Dr Emily Lawson, head of the NHS COVID-19 vaccination programme, said:
I am hugely grateful for the extraordinary efforts of NHS staff and volunteers this year, who have gone above and beyond to roll out the NHS vaccination programme and who, in just over 12 months, have administered more than 110 million life-saving COVID-19 jabs.
It is thanks to their tireless efforts that 28 million people have also received their vital booster jab since September, and countless records have been broken in recent weeks as the biggest and most successful drive in health history accelerated the booster rollout and offered all adults the opportunity to book their top-up dose.
With COVID-19 cases continuing to rise rapidly, the best resolution you can make this new year is to protect yourself and those around you, so I urge you to come forward for your booster as soon as you can, and with hundreds of thousands of appointments available in the coming days, it has never been easier to grab your jab.
The dose interval between the second dose and booster dose was also reduced from six months to three months on the advice of the independent Joint Committee on Vaccination and Immunisation (JCVI) – with booking made available one month in advance.
The UK’s booster programme is one of the fastest in the world, as the second country in Europe - after Iceland - and third in the world for the number of boosters per 100 people in the total population. 33.5 million top-up jabs have been administered in the UK in total, as well as 51.7 million first and 47.4 million second doses.
This follows a record festive period of vaccinations in England. Vaccinators were working at sites up and down the country to give people their boosters over Christmas. More than 214,000 jabs were reported across Christmas Eve, Christmas Day and Boxing Day, including 184,445 boosters.
There were 306,574 vaccinations on Tuesday 28 December (including 258,399 boosters) - the highest Bank Holiday total recorded – and 244,078 vaccinations on Monday 27 December (including 209,626 boosters).
All eligible adults can get the jab by booking online through the National Booking Service or by visiting their nearest walk-in vaccination centre.
Vaccines Minister Maggie Throup said:
We have now offered all eligible adults in England a COVID-19 booster – a triumph for the NHS and the vaccination programme.

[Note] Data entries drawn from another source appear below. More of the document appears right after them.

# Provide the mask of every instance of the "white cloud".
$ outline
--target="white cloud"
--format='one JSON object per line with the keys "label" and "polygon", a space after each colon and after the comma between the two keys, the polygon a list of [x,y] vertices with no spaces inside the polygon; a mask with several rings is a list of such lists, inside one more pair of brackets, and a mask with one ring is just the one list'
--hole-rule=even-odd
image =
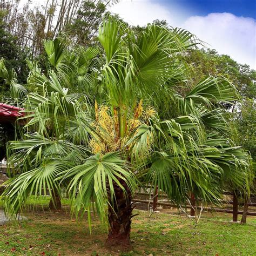
{"label": "white cloud", "polygon": [[256,69],[256,22],[229,13],[192,16],[181,26],[210,44],[220,53],[230,55]]}
{"label": "white cloud", "polygon": [[177,6],[167,8],[152,0],[121,0],[110,10],[134,25],[145,25],[156,19],[166,19],[172,26],[194,33],[219,53],[230,55],[238,62],[256,69],[256,23],[253,18],[228,13],[190,17],[188,10]]}

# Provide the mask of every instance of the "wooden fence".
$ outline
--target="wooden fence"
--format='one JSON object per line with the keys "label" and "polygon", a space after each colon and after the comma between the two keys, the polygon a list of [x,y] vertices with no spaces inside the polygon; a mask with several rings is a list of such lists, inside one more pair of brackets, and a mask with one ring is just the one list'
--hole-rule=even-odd
{"label": "wooden fence", "polygon": [[[156,211],[158,205],[162,205],[162,206],[166,206],[169,207],[177,207],[177,205],[171,204],[171,203],[167,203],[163,201],[163,200],[159,200],[159,198],[167,198],[167,195],[163,193],[160,193],[158,192],[158,189],[157,187],[156,190],[154,190],[154,193],[143,193],[140,192],[138,192],[136,193],[136,196],[148,196],[149,197],[150,197],[151,200],[144,200],[144,199],[140,199],[136,198],[136,197],[133,201],[136,203],[140,203],[142,204],[147,204],[148,205],[153,205],[153,210]],[[238,215],[239,214],[242,214],[243,211],[239,211],[238,210],[238,206],[239,205],[244,205],[244,203],[239,203],[238,201],[238,198],[237,197],[238,193],[231,193],[231,192],[224,192],[224,194],[229,194],[232,195],[233,196],[233,201],[231,200],[222,200],[221,203],[225,204],[228,205],[232,205],[232,209],[227,209],[227,208],[214,208],[214,207],[203,207],[204,210],[206,211],[215,211],[217,212],[225,212],[227,213],[232,213],[233,214],[233,221],[238,221]],[[196,207],[196,199],[194,196],[193,194],[191,194],[191,197],[190,199],[190,204],[191,205],[186,205],[186,206],[182,206],[183,208],[187,208],[190,209],[190,215],[191,216],[195,216],[195,210],[201,210],[200,207]],[[251,207],[256,207],[256,203],[248,203],[248,206]],[[256,208],[255,208],[256,210]],[[251,216],[256,216],[256,211],[255,212],[247,212],[247,215]]]}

It’s never been easier to get your vaccine, with over 3,000 vaccination sites now open - so you can grab a jab in between shopping the January sales or watching your favourite football team play.

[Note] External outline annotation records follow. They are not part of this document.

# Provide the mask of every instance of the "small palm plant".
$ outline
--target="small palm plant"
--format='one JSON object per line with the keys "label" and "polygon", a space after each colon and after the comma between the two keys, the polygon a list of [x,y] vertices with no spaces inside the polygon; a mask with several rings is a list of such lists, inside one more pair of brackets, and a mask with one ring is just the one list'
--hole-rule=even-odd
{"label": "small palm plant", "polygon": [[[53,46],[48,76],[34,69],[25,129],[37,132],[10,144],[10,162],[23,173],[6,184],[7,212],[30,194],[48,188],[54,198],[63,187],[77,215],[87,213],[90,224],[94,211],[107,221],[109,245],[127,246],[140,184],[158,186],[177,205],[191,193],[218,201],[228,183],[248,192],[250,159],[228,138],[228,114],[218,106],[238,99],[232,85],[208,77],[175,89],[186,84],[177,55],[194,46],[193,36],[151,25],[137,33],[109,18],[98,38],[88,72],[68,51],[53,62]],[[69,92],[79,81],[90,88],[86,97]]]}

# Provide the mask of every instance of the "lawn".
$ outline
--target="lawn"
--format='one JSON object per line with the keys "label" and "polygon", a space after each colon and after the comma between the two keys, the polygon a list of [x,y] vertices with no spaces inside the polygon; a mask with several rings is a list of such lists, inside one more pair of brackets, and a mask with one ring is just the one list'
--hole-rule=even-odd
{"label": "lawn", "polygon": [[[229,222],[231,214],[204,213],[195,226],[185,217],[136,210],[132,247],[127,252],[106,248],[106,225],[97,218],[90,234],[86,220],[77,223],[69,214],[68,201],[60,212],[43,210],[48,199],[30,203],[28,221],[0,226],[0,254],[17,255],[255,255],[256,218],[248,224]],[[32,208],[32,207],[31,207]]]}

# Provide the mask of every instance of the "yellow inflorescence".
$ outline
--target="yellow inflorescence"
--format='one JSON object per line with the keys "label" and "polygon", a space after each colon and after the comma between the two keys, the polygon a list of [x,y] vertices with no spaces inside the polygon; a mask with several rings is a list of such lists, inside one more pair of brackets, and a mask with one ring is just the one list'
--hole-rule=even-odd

Hundreds of thousands of appointments are available between now and 3 January - book your booster now to play a part in the fight against Omicron ahead of the New Year.
While two doses of a COVID-19 vaccine provides strong protection against the Delta variant, data from the UK Health Security Agency (UKHSA) shows two doses is not enough to protect people from Omicron - but a third dose provides around 70% protection against symptomatic infection from Omicron two to four weeks after the booster is given.
It is vital to get a first and second jab, in order to be eligible for a booster to get the vital protection against Omicron. Recent UKHSA data shows people who are unvaccinated are up to eight times more likely to be hospitalised than those who are fully vaccinated.
If someone has contracted COVID-19 and has not yet received their booster, after 28 days have passed they are encouraged to book their jab as soon as they can.
Those eligible for a booster vaccine who have delayed making an appointment because of other acute illnesses are also encourage to book as soon as they are fully recovered.